The PD-L1 protein acts as a disguise, hiding cancer cells from the immune system. However, when the MPDL3280A (Genentech) antibody attaches to this protein, the cancer cells are no longer hidden and the body is able to fight the cancer.
Compared with prior PD-L1 targets, this new antibody enhances the safety and efficacy of treatment in patients with cancer, according to researchers.
Results of a phase 1 expansion study were presented during a press conference that highlighted select research that will be presented during the ASCO Annual Meeting.
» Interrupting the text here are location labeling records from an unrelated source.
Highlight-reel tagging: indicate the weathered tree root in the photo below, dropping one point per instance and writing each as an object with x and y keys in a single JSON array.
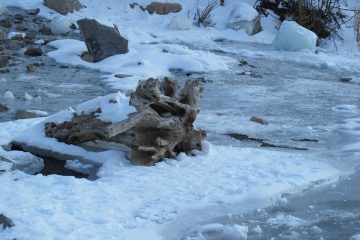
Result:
[{"x": 161, "y": 128}]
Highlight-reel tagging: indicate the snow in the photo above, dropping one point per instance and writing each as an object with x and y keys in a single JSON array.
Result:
[
  {"x": 223, "y": 232},
  {"x": 130, "y": 202},
  {"x": 114, "y": 107},
  {"x": 293, "y": 37},
  {"x": 355, "y": 237},
  {"x": 60, "y": 25},
  {"x": 142, "y": 199},
  {"x": 288, "y": 220},
  {"x": 180, "y": 23},
  {"x": 8, "y": 95}
]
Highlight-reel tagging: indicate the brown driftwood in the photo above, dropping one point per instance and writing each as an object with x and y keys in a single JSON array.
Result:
[{"x": 161, "y": 128}]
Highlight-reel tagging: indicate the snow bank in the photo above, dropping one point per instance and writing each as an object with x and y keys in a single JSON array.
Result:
[
  {"x": 293, "y": 37},
  {"x": 129, "y": 202}
]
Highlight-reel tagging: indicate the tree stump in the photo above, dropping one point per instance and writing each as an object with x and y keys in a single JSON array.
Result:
[{"x": 161, "y": 128}]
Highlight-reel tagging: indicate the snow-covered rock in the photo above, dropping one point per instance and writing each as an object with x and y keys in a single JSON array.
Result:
[
  {"x": 293, "y": 37},
  {"x": 60, "y": 25},
  {"x": 3, "y": 9},
  {"x": 244, "y": 16},
  {"x": 224, "y": 232},
  {"x": 235, "y": 232},
  {"x": 9, "y": 95},
  {"x": 63, "y": 6},
  {"x": 28, "y": 97},
  {"x": 25, "y": 114},
  {"x": 180, "y": 23},
  {"x": 23, "y": 161}
]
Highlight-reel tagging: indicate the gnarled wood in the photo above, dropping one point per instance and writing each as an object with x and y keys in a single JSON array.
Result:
[{"x": 161, "y": 128}]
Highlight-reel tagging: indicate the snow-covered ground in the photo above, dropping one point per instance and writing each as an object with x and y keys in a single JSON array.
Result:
[{"x": 133, "y": 202}]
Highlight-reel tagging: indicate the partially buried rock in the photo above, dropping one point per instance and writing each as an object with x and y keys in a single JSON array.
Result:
[
  {"x": 45, "y": 30},
  {"x": 259, "y": 120},
  {"x": 30, "y": 67},
  {"x": 34, "y": 52},
  {"x": 63, "y": 6},
  {"x": 25, "y": 114},
  {"x": 6, "y": 222},
  {"x": 4, "y": 61},
  {"x": 6, "y": 23},
  {"x": 163, "y": 8},
  {"x": 87, "y": 57},
  {"x": 3, "y": 108},
  {"x": 345, "y": 78},
  {"x": 102, "y": 41},
  {"x": 19, "y": 17},
  {"x": 34, "y": 11}
]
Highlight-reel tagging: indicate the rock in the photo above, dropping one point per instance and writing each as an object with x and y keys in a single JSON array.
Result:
[
  {"x": 17, "y": 37},
  {"x": 293, "y": 37},
  {"x": 180, "y": 23},
  {"x": 60, "y": 25},
  {"x": 34, "y": 52},
  {"x": 34, "y": 11},
  {"x": 87, "y": 57},
  {"x": 63, "y": 6},
  {"x": 244, "y": 16},
  {"x": 26, "y": 114},
  {"x": 119, "y": 75},
  {"x": 6, "y": 23},
  {"x": 16, "y": 44},
  {"x": 102, "y": 41},
  {"x": 345, "y": 78},
  {"x": 30, "y": 68},
  {"x": 4, "y": 61},
  {"x": 21, "y": 28},
  {"x": 23, "y": 161},
  {"x": 6, "y": 222},
  {"x": 3, "y": 108},
  {"x": 38, "y": 20},
  {"x": 3, "y": 9},
  {"x": 19, "y": 17},
  {"x": 30, "y": 36},
  {"x": 259, "y": 120},
  {"x": 163, "y": 8},
  {"x": 28, "y": 97},
  {"x": 45, "y": 30}
]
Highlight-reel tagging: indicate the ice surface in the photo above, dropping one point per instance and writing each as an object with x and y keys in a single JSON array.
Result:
[{"x": 293, "y": 37}]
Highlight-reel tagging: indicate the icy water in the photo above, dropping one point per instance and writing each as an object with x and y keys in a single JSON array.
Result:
[{"x": 306, "y": 105}]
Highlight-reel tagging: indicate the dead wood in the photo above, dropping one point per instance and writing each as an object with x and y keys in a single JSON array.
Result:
[{"x": 161, "y": 128}]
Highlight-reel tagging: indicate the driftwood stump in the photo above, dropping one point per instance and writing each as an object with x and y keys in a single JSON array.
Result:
[{"x": 161, "y": 128}]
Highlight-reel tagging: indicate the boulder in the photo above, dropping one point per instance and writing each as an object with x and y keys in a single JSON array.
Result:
[
  {"x": 34, "y": 11},
  {"x": 3, "y": 108},
  {"x": 244, "y": 16},
  {"x": 4, "y": 61},
  {"x": 26, "y": 114},
  {"x": 63, "y": 6},
  {"x": 259, "y": 120},
  {"x": 34, "y": 52},
  {"x": 293, "y": 37},
  {"x": 163, "y": 8},
  {"x": 22, "y": 161},
  {"x": 102, "y": 41},
  {"x": 180, "y": 23},
  {"x": 6, "y": 222},
  {"x": 60, "y": 25}
]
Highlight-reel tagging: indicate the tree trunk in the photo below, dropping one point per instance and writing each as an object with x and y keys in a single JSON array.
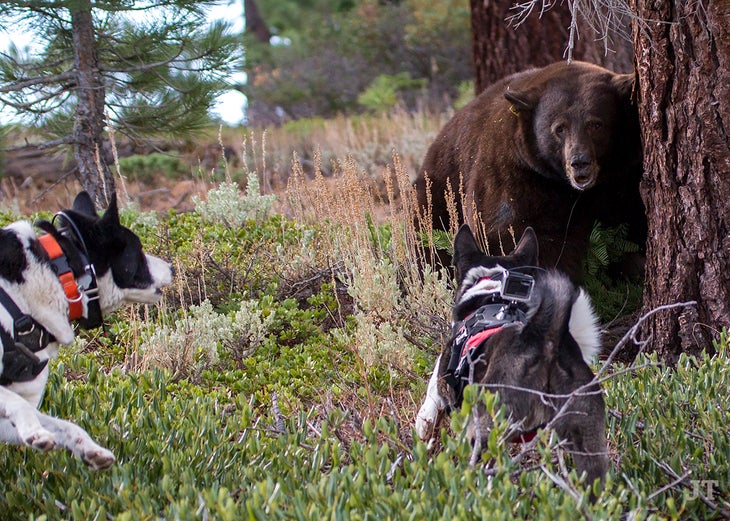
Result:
[
  {"x": 499, "y": 49},
  {"x": 89, "y": 120},
  {"x": 683, "y": 61}
]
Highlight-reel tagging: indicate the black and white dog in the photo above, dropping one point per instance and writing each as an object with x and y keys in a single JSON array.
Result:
[
  {"x": 528, "y": 338},
  {"x": 90, "y": 266}
]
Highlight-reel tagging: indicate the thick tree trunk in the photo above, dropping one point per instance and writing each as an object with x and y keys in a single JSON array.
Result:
[
  {"x": 683, "y": 61},
  {"x": 499, "y": 49},
  {"x": 89, "y": 120}
]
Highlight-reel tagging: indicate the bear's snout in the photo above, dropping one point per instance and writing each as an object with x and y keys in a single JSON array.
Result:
[{"x": 582, "y": 172}]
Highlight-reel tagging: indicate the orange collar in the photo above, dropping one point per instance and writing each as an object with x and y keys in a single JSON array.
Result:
[{"x": 65, "y": 275}]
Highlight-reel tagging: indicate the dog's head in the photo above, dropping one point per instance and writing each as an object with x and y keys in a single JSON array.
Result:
[
  {"x": 474, "y": 268},
  {"x": 125, "y": 274}
]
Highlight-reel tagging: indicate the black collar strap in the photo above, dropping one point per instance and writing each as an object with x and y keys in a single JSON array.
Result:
[
  {"x": 87, "y": 282},
  {"x": 469, "y": 337},
  {"x": 20, "y": 363}
]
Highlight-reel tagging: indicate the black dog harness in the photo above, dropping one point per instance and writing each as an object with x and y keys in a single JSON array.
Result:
[
  {"x": 20, "y": 362},
  {"x": 469, "y": 337}
]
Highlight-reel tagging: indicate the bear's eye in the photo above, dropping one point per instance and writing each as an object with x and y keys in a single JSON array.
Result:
[{"x": 559, "y": 129}]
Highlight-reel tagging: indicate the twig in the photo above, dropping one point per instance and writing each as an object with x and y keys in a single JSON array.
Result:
[{"x": 279, "y": 422}]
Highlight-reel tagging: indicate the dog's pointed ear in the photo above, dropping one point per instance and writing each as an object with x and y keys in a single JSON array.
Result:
[
  {"x": 465, "y": 246},
  {"x": 527, "y": 249},
  {"x": 84, "y": 204}
]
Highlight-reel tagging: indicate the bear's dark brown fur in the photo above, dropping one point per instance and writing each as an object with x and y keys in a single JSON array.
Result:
[{"x": 555, "y": 148}]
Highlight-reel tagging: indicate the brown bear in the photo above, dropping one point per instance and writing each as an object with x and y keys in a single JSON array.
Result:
[{"x": 555, "y": 148}]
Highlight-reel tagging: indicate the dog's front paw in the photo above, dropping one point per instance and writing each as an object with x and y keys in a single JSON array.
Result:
[
  {"x": 98, "y": 458},
  {"x": 426, "y": 423},
  {"x": 41, "y": 439}
]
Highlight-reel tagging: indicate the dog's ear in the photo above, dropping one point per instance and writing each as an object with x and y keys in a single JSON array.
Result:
[
  {"x": 465, "y": 247},
  {"x": 84, "y": 204},
  {"x": 526, "y": 252}
]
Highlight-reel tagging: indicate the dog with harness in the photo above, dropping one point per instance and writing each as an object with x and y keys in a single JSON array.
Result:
[
  {"x": 528, "y": 335},
  {"x": 77, "y": 269}
]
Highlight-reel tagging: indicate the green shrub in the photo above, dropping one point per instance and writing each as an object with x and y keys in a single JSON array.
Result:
[{"x": 290, "y": 419}]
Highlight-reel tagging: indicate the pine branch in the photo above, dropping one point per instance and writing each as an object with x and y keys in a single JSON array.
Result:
[{"x": 40, "y": 80}]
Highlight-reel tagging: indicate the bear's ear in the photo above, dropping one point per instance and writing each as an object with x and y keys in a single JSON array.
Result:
[
  {"x": 521, "y": 100},
  {"x": 624, "y": 84}
]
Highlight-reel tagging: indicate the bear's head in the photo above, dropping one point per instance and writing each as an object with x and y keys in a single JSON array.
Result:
[{"x": 572, "y": 117}]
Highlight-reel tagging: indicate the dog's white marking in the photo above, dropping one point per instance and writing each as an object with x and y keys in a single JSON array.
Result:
[
  {"x": 41, "y": 296},
  {"x": 583, "y": 326},
  {"x": 433, "y": 404},
  {"x": 478, "y": 281}
]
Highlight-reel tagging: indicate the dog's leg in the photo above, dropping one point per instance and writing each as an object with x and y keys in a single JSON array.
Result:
[
  {"x": 75, "y": 439},
  {"x": 584, "y": 430},
  {"x": 433, "y": 404},
  {"x": 19, "y": 424}
]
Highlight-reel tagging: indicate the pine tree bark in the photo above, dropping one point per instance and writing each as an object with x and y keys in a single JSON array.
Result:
[
  {"x": 683, "y": 61},
  {"x": 499, "y": 49},
  {"x": 89, "y": 118}
]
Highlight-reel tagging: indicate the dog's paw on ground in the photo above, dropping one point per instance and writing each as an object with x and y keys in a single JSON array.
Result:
[
  {"x": 98, "y": 458},
  {"x": 41, "y": 439}
]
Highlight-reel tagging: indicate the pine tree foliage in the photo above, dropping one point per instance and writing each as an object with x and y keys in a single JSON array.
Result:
[
  {"x": 145, "y": 67},
  {"x": 161, "y": 65}
]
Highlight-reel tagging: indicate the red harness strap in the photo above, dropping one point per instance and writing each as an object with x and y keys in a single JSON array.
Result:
[{"x": 73, "y": 296}]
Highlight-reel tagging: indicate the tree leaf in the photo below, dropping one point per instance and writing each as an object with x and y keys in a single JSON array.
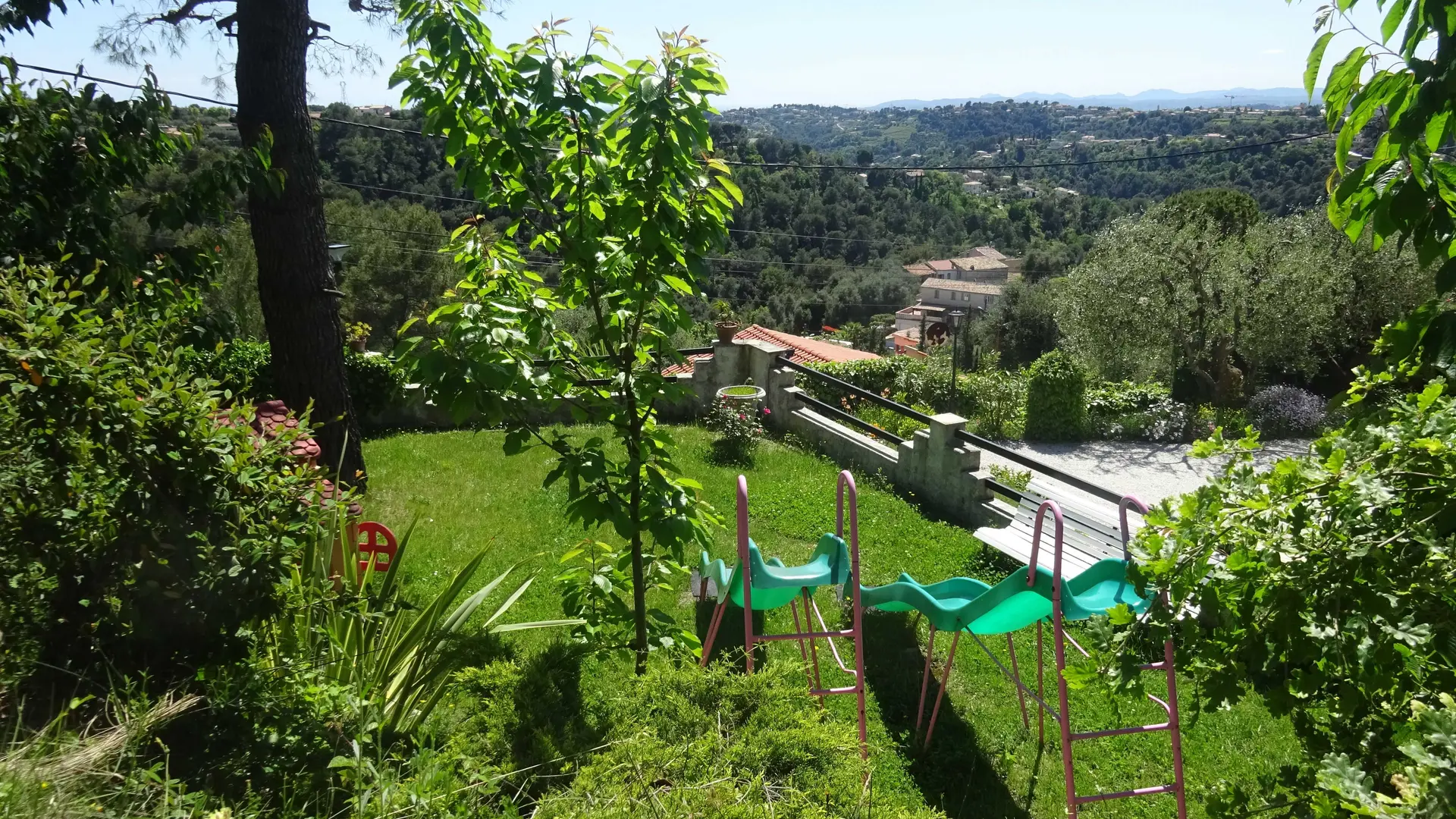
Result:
[{"x": 1316, "y": 57}]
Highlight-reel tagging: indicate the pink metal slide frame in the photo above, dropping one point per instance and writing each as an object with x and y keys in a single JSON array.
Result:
[
  {"x": 1059, "y": 648},
  {"x": 805, "y": 632},
  {"x": 1062, "y": 713}
]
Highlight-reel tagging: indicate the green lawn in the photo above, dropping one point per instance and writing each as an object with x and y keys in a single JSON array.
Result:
[{"x": 472, "y": 497}]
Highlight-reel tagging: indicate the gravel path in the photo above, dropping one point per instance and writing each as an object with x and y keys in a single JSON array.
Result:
[{"x": 1150, "y": 471}]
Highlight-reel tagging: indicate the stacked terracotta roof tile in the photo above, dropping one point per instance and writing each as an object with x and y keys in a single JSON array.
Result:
[
  {"x": 804, "y": 350},
  {"x": 273, "y": 419}
]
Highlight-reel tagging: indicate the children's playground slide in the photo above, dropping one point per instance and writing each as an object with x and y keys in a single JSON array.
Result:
[{"x": 1030, "y": 596}]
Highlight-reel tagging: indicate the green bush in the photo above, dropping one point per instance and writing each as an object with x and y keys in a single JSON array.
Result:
[
  {"x": 720, "y": 744},
  {"x": 242, "y": 368},
  {"x": 1136, "y": 411},
  {"x": 996, "y": 400},
  {"x": 1056, "y": 406},
  {"x": 140, "y": 529},
  {"x": 1324, "y": 585},
  {"x": 1119, "y": 398}
]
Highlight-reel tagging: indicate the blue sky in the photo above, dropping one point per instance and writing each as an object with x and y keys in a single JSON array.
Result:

Roy S. Herbst, MD, PhD, Ensign professor of medicine at Yale Cancer Center and chief of medical oncology at Smilow Cancer Hospital at Yale-New Haven, and colleagues assessed the efficacy of MPDL3280A in 140 patients with previously treated disease. Treatment was administered intravenously every 3 weeks and response was assessed by CT scan every 6 weeks.
MPDL3280A appeared safe, with most patients reporting improvements in cancer-associated symptoms.
Tumor shrinkage was observed in 21% of patients with non–small cell lung cancer, melanoma, renal cell carcinoma, colorectal cancer and gastric cancer. Therapy responses were still ongoing in 26 patients.
Herbst and colleagues then used a diagnostic test to assess the archived tumor tissue of 103 patients. Tumor shrinkage occurred in 36% of PD-L1–positive tumors and in 13% of PD-L1–negative tumors. However, the researchers said this test is still evolving; therefore, a negative result may mean a tumor has less PD-L1 than the test is able to detect.
“This drug is generally well tolerated, with no significant side effects,” Herbst said during the press conference. “The tumor PD-L1 expression appears to be associated with response to the agent, and further studies of monotherapy and other combination studies are planned.”
For more information:
Herbst RS. Abstract #3000. Scheduled for presentation at: ASCO Annual Meeting; May 31-June 4, 2013; Chicago.
Disclosure: The research was supported by Genentech.